Monochromatic Colors: Hooker’s Green
I’m still slowly (oh so slowly) making my way through my colors on my palette. I have no clue what I’ll do when I get to yellow. So far, if there’s any pattern here (which I’m not saying there is), it’s that purple likes mystery, blue likes plants (and muses), black inexplicably likes laid back (I am saving Payne’s grey for a proper monochrome, but I have to wonder if it’ll be as laid back as the portrait part of the portrait I’ll add to the bottom of this post!) and green…likes bizarre winged organic whatsits. I’m not sure if that’s an ambivalence I have toward green because it doesn’t seem to have the range I like, or if there’s something else to it. I love viridian mixed with alizarin, but that is mostly dominated by the alizarin. We shall see how alizarin fares all by itself with no viridian. And Hooker’s…I thought it was darker and ‘forestier’ than this?
4″ x 6″ watercolor, 11/11/2009
And now for the portrait…figured I might as well post it, since it’s art, and I do like drawing (painting, whatevering) portraits. This is of Wes Bentley playing Blackheart in a very bad movie from a few years back called Ghost Rider. Avoid it unless you are really just interested in mindless borderline entertainment; there are much better comic book movies out there. As to why I painted this?

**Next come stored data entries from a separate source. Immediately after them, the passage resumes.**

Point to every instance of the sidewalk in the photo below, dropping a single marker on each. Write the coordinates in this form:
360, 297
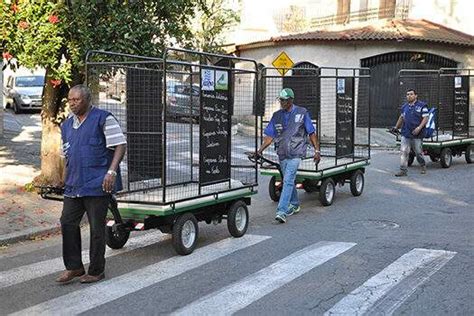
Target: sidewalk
23, 215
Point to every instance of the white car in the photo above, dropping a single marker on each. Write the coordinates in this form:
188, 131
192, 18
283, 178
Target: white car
23, 92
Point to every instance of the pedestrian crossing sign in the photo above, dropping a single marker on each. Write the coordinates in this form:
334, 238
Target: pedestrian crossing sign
283, 63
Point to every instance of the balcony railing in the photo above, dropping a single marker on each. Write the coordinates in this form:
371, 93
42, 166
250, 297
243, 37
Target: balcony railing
397, 12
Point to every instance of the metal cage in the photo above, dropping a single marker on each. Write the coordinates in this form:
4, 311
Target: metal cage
338, 102
188, 118
447, 89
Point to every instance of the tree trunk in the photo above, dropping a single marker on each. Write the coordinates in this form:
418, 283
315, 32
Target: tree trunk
52, 115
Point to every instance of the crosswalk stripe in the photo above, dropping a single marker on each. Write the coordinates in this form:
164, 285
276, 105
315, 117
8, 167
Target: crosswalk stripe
38, 269
385, 292
109, 290
236, 296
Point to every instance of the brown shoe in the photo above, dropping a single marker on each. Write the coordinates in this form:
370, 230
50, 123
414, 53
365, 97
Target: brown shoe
401, 173
69, 275
91, 278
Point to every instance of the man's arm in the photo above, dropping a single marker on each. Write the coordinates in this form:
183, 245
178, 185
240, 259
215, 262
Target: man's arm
418, 129
315, 142
110, 177
399, 122
267, 140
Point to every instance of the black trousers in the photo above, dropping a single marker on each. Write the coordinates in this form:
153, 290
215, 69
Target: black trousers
73, 211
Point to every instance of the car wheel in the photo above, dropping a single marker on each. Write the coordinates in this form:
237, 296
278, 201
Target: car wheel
16, 108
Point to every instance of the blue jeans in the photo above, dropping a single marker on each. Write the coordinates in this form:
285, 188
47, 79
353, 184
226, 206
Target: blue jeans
288, 196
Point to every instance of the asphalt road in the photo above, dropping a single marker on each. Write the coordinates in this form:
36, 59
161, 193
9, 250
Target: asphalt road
404, 247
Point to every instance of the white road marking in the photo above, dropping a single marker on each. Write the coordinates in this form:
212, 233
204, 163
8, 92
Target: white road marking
109, 290
386, 291
42, 268
236, 296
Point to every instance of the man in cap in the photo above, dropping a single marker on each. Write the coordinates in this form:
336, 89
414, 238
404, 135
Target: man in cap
289, 128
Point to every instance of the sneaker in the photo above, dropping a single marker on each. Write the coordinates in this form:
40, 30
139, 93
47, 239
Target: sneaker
294, 209
401, 173
280, 218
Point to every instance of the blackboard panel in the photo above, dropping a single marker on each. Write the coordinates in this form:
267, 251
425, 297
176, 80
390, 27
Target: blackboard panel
215, 126
461, 106
344, 116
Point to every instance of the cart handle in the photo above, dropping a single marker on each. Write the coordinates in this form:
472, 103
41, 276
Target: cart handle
50, 192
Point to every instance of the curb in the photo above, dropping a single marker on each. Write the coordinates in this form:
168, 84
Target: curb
27, 234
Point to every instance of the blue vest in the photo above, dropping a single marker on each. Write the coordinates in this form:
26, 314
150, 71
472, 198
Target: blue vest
292, 139
87, 157
412, 117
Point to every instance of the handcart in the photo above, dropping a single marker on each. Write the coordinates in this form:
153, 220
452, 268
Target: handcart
447, 89
338, 100
177, 173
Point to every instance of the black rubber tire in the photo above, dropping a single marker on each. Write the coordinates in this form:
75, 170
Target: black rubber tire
16, 108
357, 190
274, 192
115, 240
238, 219
411, 158
310, 185
327, 184
177, 235
434, 158
469, 154
446, 158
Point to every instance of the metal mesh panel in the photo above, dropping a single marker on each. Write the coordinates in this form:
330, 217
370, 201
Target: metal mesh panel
169, 119
449, 91
317, 91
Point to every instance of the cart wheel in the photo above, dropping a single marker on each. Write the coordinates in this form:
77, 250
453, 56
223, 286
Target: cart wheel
357, 183
446, 157
185, 232
310, 185
434, 158
411, 158
117, 239
327, 191
469, 154
274, 192
238, 219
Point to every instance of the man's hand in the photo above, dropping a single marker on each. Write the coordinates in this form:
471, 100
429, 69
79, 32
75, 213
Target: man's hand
109, 182
416, 131
317, 156
394, 130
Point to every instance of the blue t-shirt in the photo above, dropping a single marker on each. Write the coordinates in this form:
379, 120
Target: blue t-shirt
270, 130
412, 117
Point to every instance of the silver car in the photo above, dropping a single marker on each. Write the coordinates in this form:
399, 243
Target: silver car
24, 92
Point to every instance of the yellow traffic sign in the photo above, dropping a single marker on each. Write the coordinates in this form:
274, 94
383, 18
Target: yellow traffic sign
283, 63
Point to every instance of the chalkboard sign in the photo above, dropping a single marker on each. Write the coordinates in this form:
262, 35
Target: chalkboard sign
344, 116
215, 124
461, 105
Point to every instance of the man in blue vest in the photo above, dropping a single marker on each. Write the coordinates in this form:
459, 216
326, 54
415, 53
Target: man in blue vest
289, 128
413, 118
93, 146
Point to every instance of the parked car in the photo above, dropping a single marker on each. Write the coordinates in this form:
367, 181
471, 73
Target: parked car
180, 97
24, 92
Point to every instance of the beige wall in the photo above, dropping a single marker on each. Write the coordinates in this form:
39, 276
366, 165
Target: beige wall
346, 54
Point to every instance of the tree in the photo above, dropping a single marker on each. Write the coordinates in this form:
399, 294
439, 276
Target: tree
213, 19
56, 35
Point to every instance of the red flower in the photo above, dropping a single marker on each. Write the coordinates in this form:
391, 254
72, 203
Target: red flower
53, 19
15, 8
23, 25
7, 55
55, 82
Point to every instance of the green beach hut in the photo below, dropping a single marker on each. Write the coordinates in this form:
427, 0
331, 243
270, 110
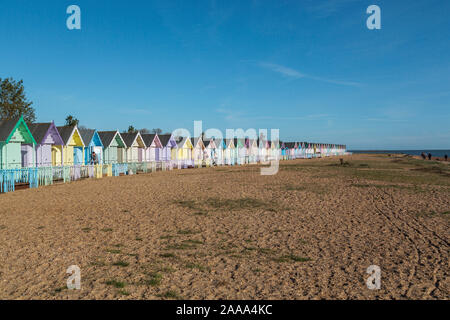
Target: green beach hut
15, 138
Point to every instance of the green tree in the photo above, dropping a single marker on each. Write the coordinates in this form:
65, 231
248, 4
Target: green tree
13, 102
71, 121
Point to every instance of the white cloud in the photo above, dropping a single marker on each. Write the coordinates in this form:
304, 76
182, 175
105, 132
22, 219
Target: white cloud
295, 74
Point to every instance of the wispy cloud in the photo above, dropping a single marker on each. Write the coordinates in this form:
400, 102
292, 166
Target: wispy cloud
295, 74
285, 71
134, 111
326, 8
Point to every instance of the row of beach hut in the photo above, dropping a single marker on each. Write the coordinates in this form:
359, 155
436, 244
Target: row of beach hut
40, 153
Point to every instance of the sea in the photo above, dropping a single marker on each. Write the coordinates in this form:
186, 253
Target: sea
434, 153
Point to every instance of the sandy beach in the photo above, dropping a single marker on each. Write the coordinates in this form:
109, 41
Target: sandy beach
308, 232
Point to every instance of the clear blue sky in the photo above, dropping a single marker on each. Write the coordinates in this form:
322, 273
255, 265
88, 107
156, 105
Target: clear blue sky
310, 68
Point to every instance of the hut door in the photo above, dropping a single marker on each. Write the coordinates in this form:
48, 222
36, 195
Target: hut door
24, 158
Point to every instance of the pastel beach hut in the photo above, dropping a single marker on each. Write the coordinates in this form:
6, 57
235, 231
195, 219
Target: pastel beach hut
228, 151
301, 153
218, 156
185, 152
289, 150
239, 151
49, 143
169, 147
135, 147
247, 146
73, 150
17, 145
93, 144
275, 149
154, 147
199, 147
283, 150
209, 154
254, 150
113, 147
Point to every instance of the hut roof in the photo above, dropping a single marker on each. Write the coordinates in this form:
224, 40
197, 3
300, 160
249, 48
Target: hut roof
206, 142
164, 138
148, 138
289, 145
66, 132
129, 138
107, 137
39, 130
86, 135
195, 140
6, 128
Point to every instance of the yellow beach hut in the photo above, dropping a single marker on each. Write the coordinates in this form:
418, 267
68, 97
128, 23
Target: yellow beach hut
185, 151
135, 147
73, 149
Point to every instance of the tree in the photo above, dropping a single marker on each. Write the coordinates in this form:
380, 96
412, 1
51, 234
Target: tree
71, 121
13, 102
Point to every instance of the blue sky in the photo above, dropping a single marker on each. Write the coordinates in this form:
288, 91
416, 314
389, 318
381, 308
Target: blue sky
310, 68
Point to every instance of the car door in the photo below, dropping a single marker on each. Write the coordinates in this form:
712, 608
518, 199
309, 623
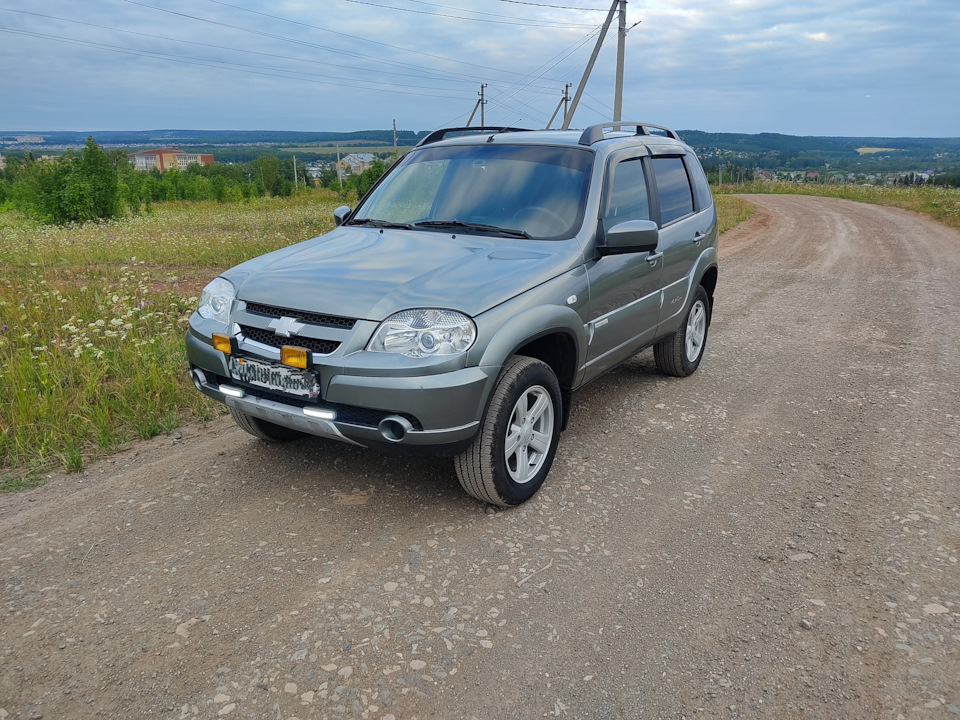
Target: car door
682, 232
624, 289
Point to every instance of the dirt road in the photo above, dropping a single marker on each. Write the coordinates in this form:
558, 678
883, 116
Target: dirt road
776, 536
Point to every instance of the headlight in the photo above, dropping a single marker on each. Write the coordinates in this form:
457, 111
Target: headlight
424, 333
216, 300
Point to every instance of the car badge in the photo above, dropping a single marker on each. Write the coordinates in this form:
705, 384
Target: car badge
286, 327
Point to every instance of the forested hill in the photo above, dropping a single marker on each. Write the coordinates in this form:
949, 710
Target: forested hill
212, 138
775, 150
769, 151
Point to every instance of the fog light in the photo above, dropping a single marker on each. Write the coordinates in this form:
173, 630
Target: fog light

A friend pointed out he looks like a real life version of a character from Star Wars: Knights of the Old Republic a while back. It got complicated after that. Anyhow, this one is mostly Payne’s grey (well, the portrait part is), but is not part of my monochrome watercolor ’sketches’. I still, as it would seem, prefer to tint rather than mix my colors…though the subject in this case really was that close to black and white that I might as well.